En toen dit alles achter de rug was, de officials des avonds "in opgewekte stemming" vanuit de Tilburgse "Souvenir" naar hun woonplaatsen togen (wij citeren met die stemming de verslaggever, die het echter zonder de aanhalingstekens deed), kregen de volgende dag de kandidaatreizigers gelegenheid hun tram te testen met hun eerste rit. Op 20 september had de Maatschappij die mogelijkheid al per advertentie aangekondigd. De tram reed vijf keer per dag Tilburg-Beek v.v. en Tilburg-Esbeek v.v. vier keer daags. Niet gek, vindt U wel?! Via een grote advertentie vestigde de directie de aandacht op de mogelijkheid tot een bezoek aan De Utrecht te Esbeek, o.a. met de woorden: "Thans is de stoomploeg werkzaam, zeer interessant voor ieder, die belangstelt in beploeging van woeste gronden. Vier maal daagse gelegenheid per tram naar Esbeek en terug."

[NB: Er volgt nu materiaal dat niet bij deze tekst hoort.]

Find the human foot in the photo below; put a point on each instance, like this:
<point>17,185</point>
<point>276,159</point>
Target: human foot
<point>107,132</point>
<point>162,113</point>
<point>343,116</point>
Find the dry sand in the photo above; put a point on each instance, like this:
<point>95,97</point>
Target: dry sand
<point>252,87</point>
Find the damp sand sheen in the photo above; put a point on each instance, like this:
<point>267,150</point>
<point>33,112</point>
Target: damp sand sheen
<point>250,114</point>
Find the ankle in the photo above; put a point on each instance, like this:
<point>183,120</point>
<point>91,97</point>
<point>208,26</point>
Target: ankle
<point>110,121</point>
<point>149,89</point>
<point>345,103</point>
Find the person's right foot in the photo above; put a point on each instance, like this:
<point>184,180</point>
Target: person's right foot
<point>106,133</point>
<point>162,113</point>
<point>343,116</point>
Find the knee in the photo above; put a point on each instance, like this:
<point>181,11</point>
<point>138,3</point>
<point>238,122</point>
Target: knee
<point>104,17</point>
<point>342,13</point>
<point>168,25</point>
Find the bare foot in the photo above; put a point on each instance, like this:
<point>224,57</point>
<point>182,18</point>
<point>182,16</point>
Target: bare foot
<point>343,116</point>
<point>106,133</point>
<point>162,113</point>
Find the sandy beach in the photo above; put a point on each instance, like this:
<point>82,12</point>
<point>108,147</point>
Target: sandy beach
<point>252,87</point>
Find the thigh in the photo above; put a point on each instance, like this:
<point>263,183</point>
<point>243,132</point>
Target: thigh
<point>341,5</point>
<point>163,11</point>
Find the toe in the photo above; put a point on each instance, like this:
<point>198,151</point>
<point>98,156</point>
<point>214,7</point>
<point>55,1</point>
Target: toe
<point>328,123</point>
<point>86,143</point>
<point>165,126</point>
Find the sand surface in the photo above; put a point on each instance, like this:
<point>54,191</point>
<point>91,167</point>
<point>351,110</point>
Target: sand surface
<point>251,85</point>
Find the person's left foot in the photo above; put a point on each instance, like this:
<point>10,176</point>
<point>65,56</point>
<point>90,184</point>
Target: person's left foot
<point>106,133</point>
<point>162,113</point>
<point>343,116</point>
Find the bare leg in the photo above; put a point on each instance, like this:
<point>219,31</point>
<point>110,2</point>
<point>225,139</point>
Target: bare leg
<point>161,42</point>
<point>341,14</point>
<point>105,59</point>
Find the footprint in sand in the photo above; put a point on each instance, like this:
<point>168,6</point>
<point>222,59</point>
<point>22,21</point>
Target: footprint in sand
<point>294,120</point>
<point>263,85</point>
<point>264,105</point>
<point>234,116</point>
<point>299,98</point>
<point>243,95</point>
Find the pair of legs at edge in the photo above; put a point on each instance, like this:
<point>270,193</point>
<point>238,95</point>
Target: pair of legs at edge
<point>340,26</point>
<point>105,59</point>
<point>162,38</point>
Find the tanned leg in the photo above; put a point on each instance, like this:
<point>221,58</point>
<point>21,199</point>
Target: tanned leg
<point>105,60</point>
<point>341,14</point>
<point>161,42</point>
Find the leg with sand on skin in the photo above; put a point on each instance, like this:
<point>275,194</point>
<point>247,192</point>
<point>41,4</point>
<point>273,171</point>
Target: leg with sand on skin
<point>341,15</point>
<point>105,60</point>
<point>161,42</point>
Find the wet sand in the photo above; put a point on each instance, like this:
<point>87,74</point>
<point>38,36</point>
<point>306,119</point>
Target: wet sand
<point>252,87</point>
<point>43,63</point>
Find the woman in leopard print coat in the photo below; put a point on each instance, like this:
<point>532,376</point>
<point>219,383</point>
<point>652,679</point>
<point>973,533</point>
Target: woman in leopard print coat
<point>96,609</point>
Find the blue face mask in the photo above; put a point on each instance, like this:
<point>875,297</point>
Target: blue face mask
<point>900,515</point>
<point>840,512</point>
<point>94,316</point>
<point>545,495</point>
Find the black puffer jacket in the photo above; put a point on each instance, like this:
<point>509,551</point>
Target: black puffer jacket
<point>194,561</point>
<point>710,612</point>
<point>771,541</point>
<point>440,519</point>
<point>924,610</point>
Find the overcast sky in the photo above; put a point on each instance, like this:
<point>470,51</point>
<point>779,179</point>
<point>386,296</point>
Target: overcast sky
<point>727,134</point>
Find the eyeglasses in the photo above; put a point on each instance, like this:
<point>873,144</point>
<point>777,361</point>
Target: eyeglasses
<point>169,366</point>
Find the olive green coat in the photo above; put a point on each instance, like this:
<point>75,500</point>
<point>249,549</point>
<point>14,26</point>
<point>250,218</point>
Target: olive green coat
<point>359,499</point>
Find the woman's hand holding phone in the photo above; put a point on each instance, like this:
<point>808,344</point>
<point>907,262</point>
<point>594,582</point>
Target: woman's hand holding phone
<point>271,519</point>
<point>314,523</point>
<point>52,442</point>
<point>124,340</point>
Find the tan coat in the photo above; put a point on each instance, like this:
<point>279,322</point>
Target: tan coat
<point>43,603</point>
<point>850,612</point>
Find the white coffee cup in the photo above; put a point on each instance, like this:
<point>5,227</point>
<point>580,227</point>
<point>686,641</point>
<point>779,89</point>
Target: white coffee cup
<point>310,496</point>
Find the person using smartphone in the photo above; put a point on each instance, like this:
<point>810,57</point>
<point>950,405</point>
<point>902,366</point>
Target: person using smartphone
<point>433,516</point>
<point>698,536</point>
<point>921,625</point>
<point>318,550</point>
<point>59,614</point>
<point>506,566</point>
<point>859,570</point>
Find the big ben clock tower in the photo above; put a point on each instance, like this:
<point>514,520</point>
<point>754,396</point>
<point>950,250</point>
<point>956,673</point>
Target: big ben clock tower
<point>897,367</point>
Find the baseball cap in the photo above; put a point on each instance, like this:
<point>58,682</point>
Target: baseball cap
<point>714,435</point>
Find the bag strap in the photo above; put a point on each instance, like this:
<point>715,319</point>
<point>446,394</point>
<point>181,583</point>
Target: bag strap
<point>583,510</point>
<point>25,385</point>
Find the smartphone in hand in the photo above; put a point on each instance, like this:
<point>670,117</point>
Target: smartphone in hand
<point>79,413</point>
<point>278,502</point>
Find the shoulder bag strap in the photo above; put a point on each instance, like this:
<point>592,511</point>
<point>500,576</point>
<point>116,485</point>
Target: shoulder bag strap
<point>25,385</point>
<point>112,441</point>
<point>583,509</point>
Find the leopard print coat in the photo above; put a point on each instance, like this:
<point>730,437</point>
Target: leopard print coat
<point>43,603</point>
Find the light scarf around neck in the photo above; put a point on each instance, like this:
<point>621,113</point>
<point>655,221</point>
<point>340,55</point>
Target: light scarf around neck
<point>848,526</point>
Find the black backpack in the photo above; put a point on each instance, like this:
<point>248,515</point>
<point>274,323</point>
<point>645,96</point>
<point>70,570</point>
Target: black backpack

Waar is die tijd gebleven! Aanvankelijk ploegde men op De Utrecht met ossenspannen. Het bekende kruispunt van vijf wegen op het landgoed wordt nog wel "de ossenstal" genoemd omdat daar de ossen eens gestald stonden. Dat stoomploegen betekende echter een nieuwigheid van je welste. Daarbij werden twee stoommachines gebruikt, die de ploeg over een kabel heen en weer trokken. Duitsers voerden dit werk uit. Ze leven bij de oudste generatie van Esbeek voort om hun liefde tot de Hollandse jenever. "Ze lustten er wel soep van", aldus een zegsman...

 

Even rekenen

Een Tilburger, die zich "Wandelaar" noemt en een aantal maanden na de opening van de lijn het baanvak eens wilde bezichtigen, deed de volgende ontdekking. Kaartje Goirle-Beek vanaf kerk kost 15 cent. Vanaf Jans Ansems (eerste halte Goirle) naar Beek 25 cent. Kaartje richting Tilburg zowel vanaf kerk als vanaf Ansems naar station Tilburg kost 15 cent. De vijf minuten (lopend) van Ansems naar de kerk komen derhalve op een dubbeltje. Hij vindt dat maar een rare manier van "landmeten". Daarom maakte hij nooit een uitstapje naar Beek... In het algemeen vond "men" de tram nogal duur! Er werden nadien wel speciale kaartjes voor vrijdagen en marktdagen ingevoerd maar van een directe tariefverlaging waarop de handelsvereniging Tilburg aandrong, wilde de maatschappij niet weten.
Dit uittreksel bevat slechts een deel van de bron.